Video Credit: Mike Ashmore
Jimenez has a wide stance and has good balance throughout the swing. He starts with his hands slightly high and gives a quick toe tap before pulling his hands back and dropping them, which creates a late load. He makes up for it with very good bat speed and a short, compact swing path.
Jimenez profiles as an excellent defensive backstop. His glove is easily solid average and I’m tempted to call his receiving skills plus. He’s said to frame pitches exceptionally well and handles velocity with ease. He’s very good at keeping the ball in front of him and has good footwork, which helps control the running game as well.
It’s tough to make a definite call on Jimenez’s arm since he likely wasn’t at full strength for most of 2013. Even so, he still showed impeccable accuracy and very good arm strength. He likely has an average MLB arm as it stands now and I wouldn’t be surprised if he turns it into another plus tool.
Jimenez’s hit tool grades as below average. He has a line drive type swing but can be fooled by good off-speed pitches. However he still has decent enough contact skills to grind out at bats but needs to do a better job of swinging within the strike zone. His power is gap-to-gap and should hit a fair number of doubles but very few home runs.
Jimenez is a slow runner but is quick enough behind the plate and has good instincts on the field.
Risk, Outlook and ETA
If another injury hadn’t cut Jimenez’s season short, he likely would have been called up to play with the Blue Jays last September. Hopefully it’s something that the Jays are just being cautious with but the hiccup does raise a bit of a red flag about his health going forward.
Injury concern does increase the risk associated with Jimenez but his defense alone should get him to the majors. Whether he can hit enough to become an everyday player is less likely as his low OBP will be magnified at the next level.

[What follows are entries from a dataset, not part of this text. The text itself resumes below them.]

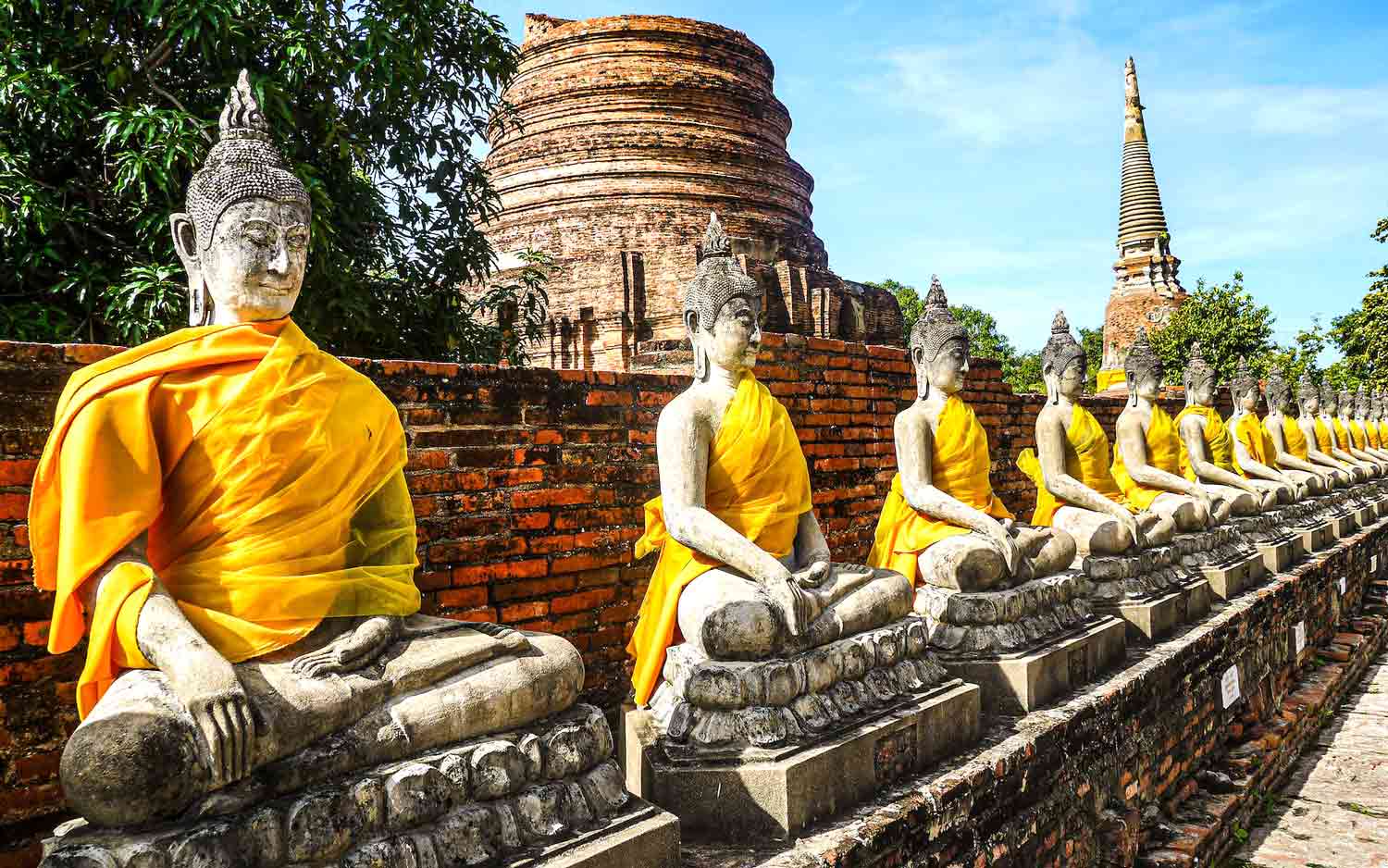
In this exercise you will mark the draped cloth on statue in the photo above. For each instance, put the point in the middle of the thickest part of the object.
(266, 476)
(1357, 430)
(958, 467)
(1257, 442)
(758, 485)
(1294, 440)
(1087, 459)
(1218, 440)
(1163, 452)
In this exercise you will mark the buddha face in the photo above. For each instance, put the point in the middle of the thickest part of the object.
(1202, 391)
(949, 368)
(254, 266)
(1249, 399)
(736, 336)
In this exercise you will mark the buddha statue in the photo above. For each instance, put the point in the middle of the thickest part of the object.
(941, 523)
(1072, 465)
(1319, 440)
(222, 513)
(1255, 452)
(1146, 460)
(1332, 437)
(1287, 442)
(744, 573)
(1209, 448)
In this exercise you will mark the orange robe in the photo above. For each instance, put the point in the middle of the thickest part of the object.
(1087, 459)
(266, 474)
(758, 485)
(1163, 452)
(960, 468)
(1218, 440)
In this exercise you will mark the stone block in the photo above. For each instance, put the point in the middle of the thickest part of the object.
(780, 796)
(1018, 684)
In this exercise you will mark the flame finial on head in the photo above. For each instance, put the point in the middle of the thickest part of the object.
(936, 325)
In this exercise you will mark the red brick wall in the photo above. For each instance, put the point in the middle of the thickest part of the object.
(527, 490)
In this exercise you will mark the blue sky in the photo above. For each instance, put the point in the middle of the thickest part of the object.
(982, 142)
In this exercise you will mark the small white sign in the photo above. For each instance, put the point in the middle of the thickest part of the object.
(1229, 687)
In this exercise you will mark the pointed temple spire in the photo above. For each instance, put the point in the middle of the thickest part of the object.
(1146, 286)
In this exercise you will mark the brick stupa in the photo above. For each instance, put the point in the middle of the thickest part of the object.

Determining where Jimenez will start the 2014 season is a bit tricky. The Blue Jays will likely start one of Erik Kratz or Josh Thole at Triple-A, meaning Jimenez could once again be starting the season in Double-A just to get enough at bats to stay sharp. I’d prefer if the Blue Jays could find a way to give him a full season of Triple-A before his presumed September call up but the configuration of the current roster confuses the situation. Wherever he ends up, it will be interesting to see if the Blue Jays are able to match him up with converted knuckleballer Tomo Ohka‘s destination.